Through the past year a trend has started that is increasing monthly.
Several of the knife makers who are regular customers have been having their customers pick out & purchase their handle material from my web store instead of settling on one of the pieces that the maker has available.
That's a great point, I myself have done this several times with stabilized woods over the past year and it has mostly worked out very well. Further, I've been able to take a drawing in Inkscape of a knife that I'm designing and custom fill the handle with any specific block of wood pictured at a purveyor's site. Then the customer can see roughly what the knife will look like with that block. This also works with damascus and hamons fairly well, I use pictures of blades I've made or pics I otherwise have and make custom fills out of them, then mock up my knife designs with them. But I digress.
I like that I can have a customer pick out and pay for a block to be shipped to me. Takes a little work out of my hands. And, I feel (as do they) that it's a more truly "custom" experience.
We all know that Mark has an excellent range of nice woods, I've done this so far with AKS, though. It is only a matter of time until I finally buy some mallee or gidgee from Mark, though. I love that stuff.
Greg, that's an interesting idea. To me it seems that most of your verticals are going to be categories of consumer that each use a fairly limited style of knife, limiting horizontals for each category. I know that kitchen, for instance, has a huge range of blade styles, but there is a limited range of materials that I would consider suitable for a kitchen environment. Within that range, it's up to the taste (npi) of the cook what to use.
It works better for me to make the vertical into types of knife (hunting, kitchen, throwing, etc) and make the horizontals into materials and styles. That way I can express a range of variables in kitchen knives, for instance.

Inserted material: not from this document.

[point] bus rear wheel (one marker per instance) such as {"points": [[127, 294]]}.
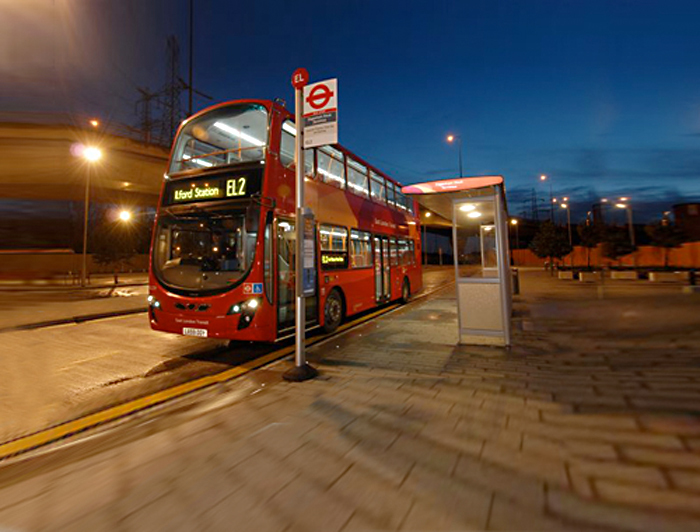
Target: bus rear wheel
{"points": [[405, 291], [332, 311]]}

Or maybe, I can express horizontals as types of user within the vertical category. For instance, kitchen subcategories would be small restaurant, high volume restaurant, food industries, dedicated amateur, negligent home cook. For each of these I come up with a different range of materials and even style.
For collectors though, I find it hard to predict what a hypothetical "collector" will even prefer to own. Some collect folders, some bowies. Each collector will prefer a unique set materials and styles. It would take a far more experienced and intelligent knifemaker than myself to create a system that would adequately predict the tastes of collectors.

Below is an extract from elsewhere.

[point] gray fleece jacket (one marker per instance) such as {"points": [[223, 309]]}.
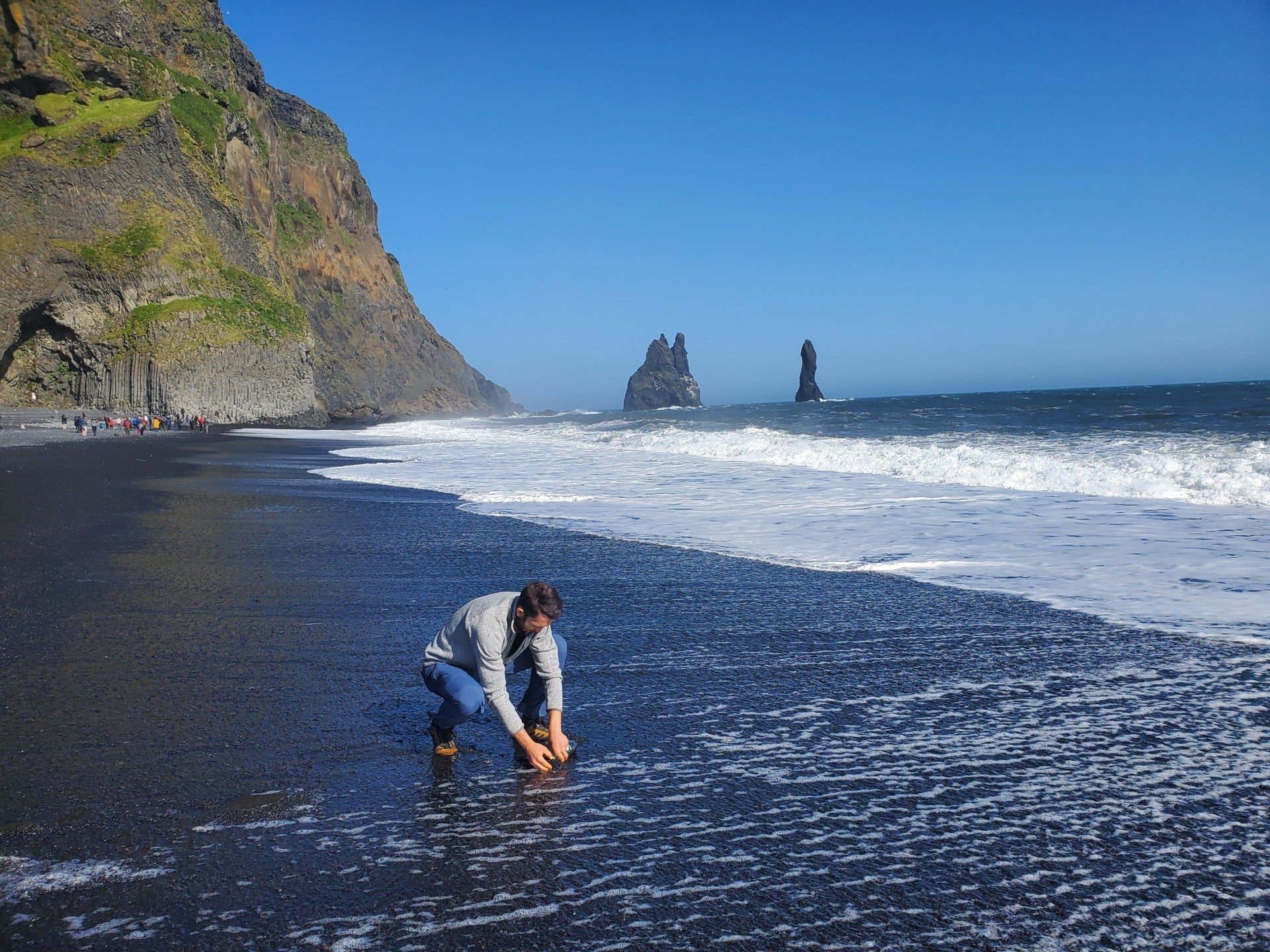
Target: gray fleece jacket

My advice is to make what you want, Patrice. As it seems that you are wondering about knives that you will be building on spec, rather than orders. Hopefully a true collector will be interested in your work because of your unique sensibilities and skills, as well as choice in materials. I think that agrees well with what Nick said above, too. If you follow too closely what market tastes dictate, you may end up cramping your own style and you definitely won't be pushing the envelope. And that would be a shame, since you definitely strike me as a maker who could.